CB1 Cannabinoid Receptor Agonists Induce Acute Respiratory Depression in Awake Mice

Recreational use of synthetic cannabinoid agonists (i.e., Spice compounds) that target the Cannabinoid Type 1 receptor (CB1) can cause acute respiratory failure in humans. However, Δ9-tetrahydrocannabinol (THC), the major psychoactive phytocannabinoid in cannabis, is not traditionally thought to interact with the brain respiratory system, based largely upon sparse labeling of CB1 receptors in the medulla and widespread human use. The respiratory effects of CB1 agonists have rarely been studied in vivo, suggesting that additional inquiry is required to reconcile the conflict between conventional wisdom and human data. Here we used whole body plethysmography to examine the respiratory effects of the synthetic CB1 full agonist CP55,940, and the partial CB1 agonist Δ9-tetrahydrocannabinol in male and female mice. CP55,940 and THC, administered systemically, produced robust suppression of minute ventilation. Both cannabinoids also produced sizable reductions in tidal volume, decreasing both peak inspiratory and expiratory flow - measures of respiratory effort. Similarly, both drugs reduced respiratory frequency, decreasing both inspiratory and expiratory time while markedly increasing expiratory pause, and to a lesser extent, inspiratory pause.

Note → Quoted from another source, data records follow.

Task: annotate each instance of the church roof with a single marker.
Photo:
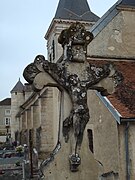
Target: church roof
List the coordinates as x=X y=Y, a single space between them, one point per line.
x=75 y=10
x=19 y=87
x=110 y=14
x=124 y=97
x=5 y=102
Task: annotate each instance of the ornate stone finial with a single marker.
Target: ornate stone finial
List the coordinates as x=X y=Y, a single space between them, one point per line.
x=74 y=41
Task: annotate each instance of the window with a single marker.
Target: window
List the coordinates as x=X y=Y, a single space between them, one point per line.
x=53 y=50
x=90 y=138
x=7 y=121
x=7 y=112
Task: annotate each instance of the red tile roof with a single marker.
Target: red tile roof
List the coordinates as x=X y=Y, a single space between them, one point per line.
x=124 y=98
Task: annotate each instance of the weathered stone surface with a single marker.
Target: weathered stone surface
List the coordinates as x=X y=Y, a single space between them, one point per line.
x=75 y=83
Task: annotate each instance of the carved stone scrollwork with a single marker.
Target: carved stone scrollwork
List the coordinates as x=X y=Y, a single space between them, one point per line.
x=74 y=42
x=42 y=73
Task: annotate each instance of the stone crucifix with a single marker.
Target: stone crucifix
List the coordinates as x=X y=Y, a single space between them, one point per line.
x=76 y=76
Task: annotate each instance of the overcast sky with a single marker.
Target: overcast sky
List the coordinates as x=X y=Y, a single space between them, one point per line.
x=23 y=24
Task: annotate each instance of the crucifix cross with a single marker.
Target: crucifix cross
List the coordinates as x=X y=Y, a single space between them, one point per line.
x=76 y=75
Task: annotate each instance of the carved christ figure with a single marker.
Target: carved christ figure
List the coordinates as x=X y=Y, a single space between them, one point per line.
x=74 y=42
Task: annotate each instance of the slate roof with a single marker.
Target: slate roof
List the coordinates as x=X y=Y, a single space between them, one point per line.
x=5 y=102
x=110 y=14
x=75 y=10
x=19 y=87
x=123 y=99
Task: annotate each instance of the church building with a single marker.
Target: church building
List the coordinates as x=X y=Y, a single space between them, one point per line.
x=108 y=147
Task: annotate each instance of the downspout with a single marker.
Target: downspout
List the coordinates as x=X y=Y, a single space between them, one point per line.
x=127 y=121
x=127 y=151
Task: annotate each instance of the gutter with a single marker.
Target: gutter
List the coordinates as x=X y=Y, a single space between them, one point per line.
x=127 y=121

Respiratory suppressive effects occurred at lower doses in females than in males, and at many of the same doses shown to produce cardinal behavioral signs of CB1 activation. We also used RNAscope in situ hybridization to localize CB1 mRNA to the medullary pre-Botzinger Complex, a critical nucleus of respiratory control. Our results show that, contrary to previous conventional wisdom, CB1 mRNA is expressed in glutamatergic neurons in a brain region essential for breathing and may directly contribute to respiratory depression. ### Competing Interest Statement The authors have declared no competing interest.